Annual EU CBAM goods import value (billion USD) and share in EU import mix (%), by partner. Source: UN Comtrade and National Board of Trade Sweden
The figure shows that Ukraine could be among the countries most affected by CBAM. Ukrainian exports of CBAM goods to the EU amount to USD 4.5 billion every year, with the lion’s share being iron and steel products. Exports of CBAM goods make up around 20 percent of Ukraine’s total export basket to the EU. This means that a significant amount of the goods from Ukraine exported to the EU will be subject to the requirement to purchase CBAM certificates when importing them into the EU market.
CBAM could pose a potential challenge to Ukrainian recovery, as a large proportion of Ukraine’s exports will face additional costs.
These findings indicate that CBAM could pose a potential challenge to Ukrainian recovery, as a large proportion of Ukraine’s exports will face additional costs in the form of the requirement to purchase CBAM certificates. On the one hand, CBAM is an essential part of the EU’s Fit for 55 package. On the other hand, the EU wants to support the (green) reconstruction of Ukraine’s economy. This could pose a challenge for EU policy makers going forward.
A relevant question is therefore: how to facilitate Ukraine’s transition into CBAM?
One possible way forward would be to assess several policy options and legal frameworks within which this can be achieved.
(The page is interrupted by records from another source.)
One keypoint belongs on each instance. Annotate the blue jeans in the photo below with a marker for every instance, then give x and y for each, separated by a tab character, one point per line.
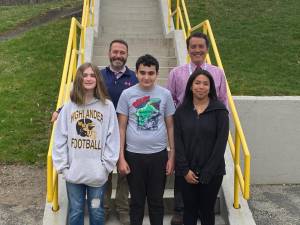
76	196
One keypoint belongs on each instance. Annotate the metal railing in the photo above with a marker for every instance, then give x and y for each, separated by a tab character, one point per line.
240	180
74	53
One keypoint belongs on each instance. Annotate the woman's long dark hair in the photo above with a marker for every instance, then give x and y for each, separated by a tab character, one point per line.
188	95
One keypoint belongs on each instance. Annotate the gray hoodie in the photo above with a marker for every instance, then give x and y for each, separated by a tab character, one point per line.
86	142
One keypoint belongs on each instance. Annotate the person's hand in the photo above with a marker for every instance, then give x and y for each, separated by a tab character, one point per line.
170	166
123	167
191	178
54	116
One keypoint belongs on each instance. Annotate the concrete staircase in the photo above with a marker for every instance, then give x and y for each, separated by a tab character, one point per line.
139	23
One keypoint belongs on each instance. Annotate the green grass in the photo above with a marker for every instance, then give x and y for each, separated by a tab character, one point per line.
258	40
12	16
30	71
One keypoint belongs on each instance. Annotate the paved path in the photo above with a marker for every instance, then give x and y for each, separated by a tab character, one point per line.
275	204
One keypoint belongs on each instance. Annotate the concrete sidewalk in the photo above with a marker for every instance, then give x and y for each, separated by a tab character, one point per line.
275	204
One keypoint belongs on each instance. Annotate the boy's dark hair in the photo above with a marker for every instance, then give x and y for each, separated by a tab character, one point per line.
197	35
147	60
188	95
118	41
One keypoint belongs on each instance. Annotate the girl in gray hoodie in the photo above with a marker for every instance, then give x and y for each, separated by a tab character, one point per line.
86	144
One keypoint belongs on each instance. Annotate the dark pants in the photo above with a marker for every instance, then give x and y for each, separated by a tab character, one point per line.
178	202
199	201
147	179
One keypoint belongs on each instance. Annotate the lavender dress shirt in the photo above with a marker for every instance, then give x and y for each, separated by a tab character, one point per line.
179	76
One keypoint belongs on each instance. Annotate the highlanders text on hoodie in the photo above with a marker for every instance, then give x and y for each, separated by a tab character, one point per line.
86	142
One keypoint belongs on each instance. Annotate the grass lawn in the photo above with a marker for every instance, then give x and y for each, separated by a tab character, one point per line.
258	40
12	16
30	71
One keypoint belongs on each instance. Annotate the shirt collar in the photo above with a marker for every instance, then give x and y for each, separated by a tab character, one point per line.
118	74
193	66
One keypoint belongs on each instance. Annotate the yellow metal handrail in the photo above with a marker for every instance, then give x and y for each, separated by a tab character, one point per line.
75	48
240	179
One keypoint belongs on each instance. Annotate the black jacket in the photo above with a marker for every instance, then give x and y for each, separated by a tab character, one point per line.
200	140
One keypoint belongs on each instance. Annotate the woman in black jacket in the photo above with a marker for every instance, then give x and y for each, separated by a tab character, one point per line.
201	133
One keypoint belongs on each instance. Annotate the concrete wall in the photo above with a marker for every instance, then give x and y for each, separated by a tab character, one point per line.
272	130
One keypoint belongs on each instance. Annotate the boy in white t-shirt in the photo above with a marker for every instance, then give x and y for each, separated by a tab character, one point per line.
145	114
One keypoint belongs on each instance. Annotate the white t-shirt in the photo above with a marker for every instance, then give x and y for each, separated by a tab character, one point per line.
146	131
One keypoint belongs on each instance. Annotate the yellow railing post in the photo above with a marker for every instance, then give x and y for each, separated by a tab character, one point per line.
169	15
239	180
68	75
49	178
55	206
236	164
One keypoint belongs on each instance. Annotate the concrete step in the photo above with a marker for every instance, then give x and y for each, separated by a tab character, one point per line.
134	29
168	201
133	15
136	50
167	220
148	42
130	23
164	61
131	3
123	35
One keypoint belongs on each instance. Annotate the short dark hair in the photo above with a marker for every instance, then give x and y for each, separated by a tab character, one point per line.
188	95
118	41
197	35
147	60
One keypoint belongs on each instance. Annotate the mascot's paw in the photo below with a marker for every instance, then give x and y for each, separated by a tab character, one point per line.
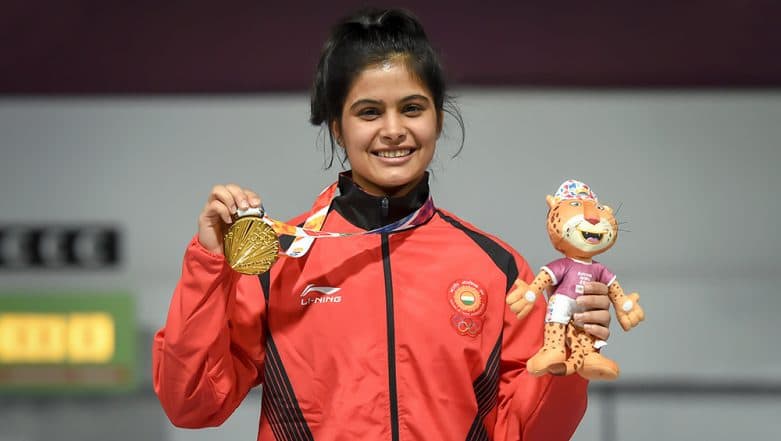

Increased support for decarbonisation of affected sectors could be considered, for example through technology transfers or (administrative) capacity building. Other solutions might include assessing the WTO compatibility of a temporary Ukrainian exemption from CBAM, analysing what can be done within the Association Agreement with Ukraine, or using the flexibility of the EU recovery package for Ukraine.
This complex question therefore requires the immediate attention of decision-makers in Brussels and Member State capitals. Is there a solution for both the issue of emission reduction and support for the restructuring of Ukraine’s industrial base, or do decision-makers need to decide which policy area deserves priority? Do special measures need to be developed for this special circumstance?